Cited 24 times since 2018 (5.9 per year) source: EuropePMC European heart journal, Volume 39, Issue 31, 1 1 2018, Pages 2867-2875 Whole human heart histology to validate electroanatomical voltage mapping in patients with non-ischaemic cardiomyopathy and ventricular tachycardia. Glashan CA, Androulakis AFA, Tao Q, Glashan RN, Wisse LJ, Ebert M, de Ruiter MC, van Meer BJ, Brouwer C, Dekkers OM, Pijnappels DA, de Bakker JMT, de Riva M, Piers SRD, Zeppenfeld K


Electroanatomical voltage mapping (EAVM) is an important diagnostic tool for fibrosis identification and risk stratification in non-ischaemic cardiomyopathy (NICM); currently, distinct cut-offs are applied. We aimed to evaluate the performance of EAVM to detect fibrosis by integration with whole heart histology and to identify the fibrosis pattern in NICM patients with ventricular tachycardias (VTs).

Methods and results

Eight patients with NICM and VT underwent EAVM prior to death or heart transplantation. EAVM data was projected onto slices of the entire heart. Pattern, architecture, and amount of fibrosis were assessed in transmural biopsies corresponding to EAVM sites. Fibrosis pattern in NICM biopsies (n = 507) was highly variable and not limited to mid-wall/sub-epicardium. Fibrosis architecture was rarely compact, but typically patchy and/or diffuse. In NICM, biopsies without abnormal fibrosis unipolar voltage (UV) and bipolar voltage (BV) showed a linear association with wall thickness (WT). The amount of viable myocardium showed a linear association with both UV and BV. Accordingly, any cut-off to delineate fibrosis performed poorly. An equation was generated calculating the amount of fibrosis at any location, given WT and UV or BV.

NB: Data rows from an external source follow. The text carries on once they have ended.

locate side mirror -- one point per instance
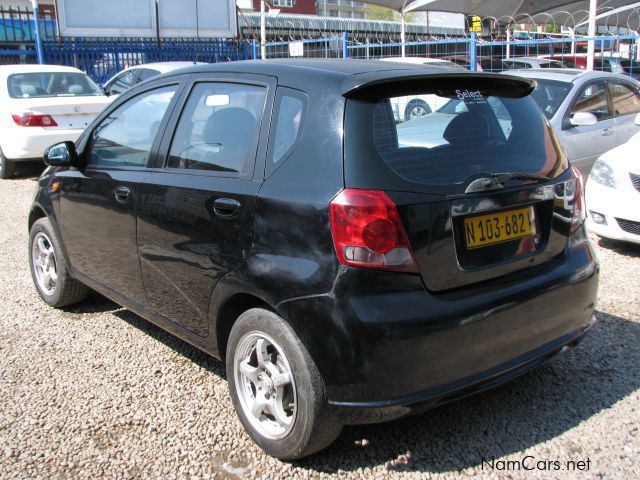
(61, 155)
(583, 119)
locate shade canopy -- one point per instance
(560, 9)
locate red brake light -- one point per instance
(367, 231)
(31, 120)
(579, 210)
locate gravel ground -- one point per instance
(96, 391)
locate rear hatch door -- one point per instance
(482, 185)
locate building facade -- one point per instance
(341, 8)
(300, 7)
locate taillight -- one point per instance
(367, 231)
(579, 210)
(31, 120)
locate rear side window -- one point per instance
(593, 99)
(625, 99)
(218, 129)
(475, 132)
(289, 114)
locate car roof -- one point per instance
(310, 66)
(9, 69)
(569, 75)
(531, 59)
(164, 67)
(416, 60)
(347, 74)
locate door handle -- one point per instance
(226, 208)
(122, 194)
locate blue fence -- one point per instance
(101, 58)
(618, 54)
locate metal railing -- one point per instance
(101, 58)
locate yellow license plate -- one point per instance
(483, 230)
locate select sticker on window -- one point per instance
(466, 95)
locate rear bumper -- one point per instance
(374, 412)
(380, 340)
(29, 143)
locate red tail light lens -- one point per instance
(579, 210)
(31, 120)
(367, 231)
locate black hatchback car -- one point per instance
(346, 267)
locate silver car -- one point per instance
(591, 112)
(517, 63)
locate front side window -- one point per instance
(593, 99)
(146, 74)
(51, 84)
(625, 99)
(125, 137)
(549, 95)
(218, 128)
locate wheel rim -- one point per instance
(45, 267)
(417, 112)
(265, 385)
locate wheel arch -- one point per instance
(36, 213)
(228, 313)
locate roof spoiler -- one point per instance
(373, 86)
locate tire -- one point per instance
(49, 270)
(7, 167)
(306, 425)
(415, 109)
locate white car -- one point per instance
(131, 76)
(43, 105)
(613, 193)
(415, 106)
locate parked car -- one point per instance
(592, 112)
(42, 104)
(521, 63)
(272, 217)
(483, 64)
(131, 76)
(434, 62)
(613, 193)
(623, 66)
(412, 106)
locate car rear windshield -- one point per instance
(630, 67)
(51, 84)
(474, 132)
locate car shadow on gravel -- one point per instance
(626, 249)
(541, 405)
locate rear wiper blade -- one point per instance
(495, 181)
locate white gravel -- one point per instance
(96, 391)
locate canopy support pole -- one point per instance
(263, 32)
(403, 27)
(591, 49)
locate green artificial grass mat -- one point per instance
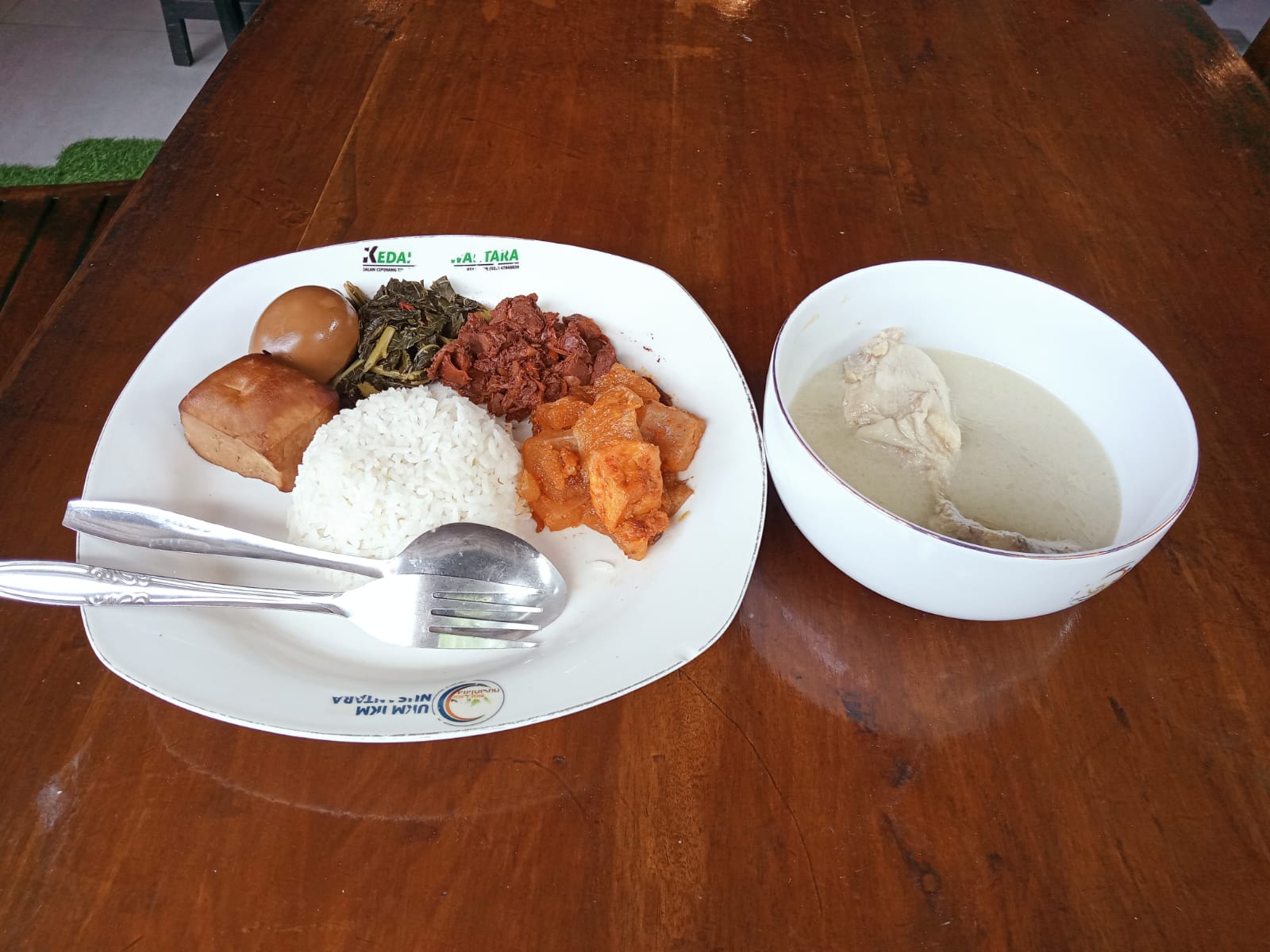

Considering the linear relationships between WT, amount of fibrosis and both UV and BV, the search for any distinct voltage cut-off to identify fibrosis in NICM is futile. The amount of fibrosis can be calculated, if WT and voltages are known. Fibrosis pattern and architecture are different from ischaemic cardiomyopathy and findings on ischaemic substrates may not be applicable to NICM.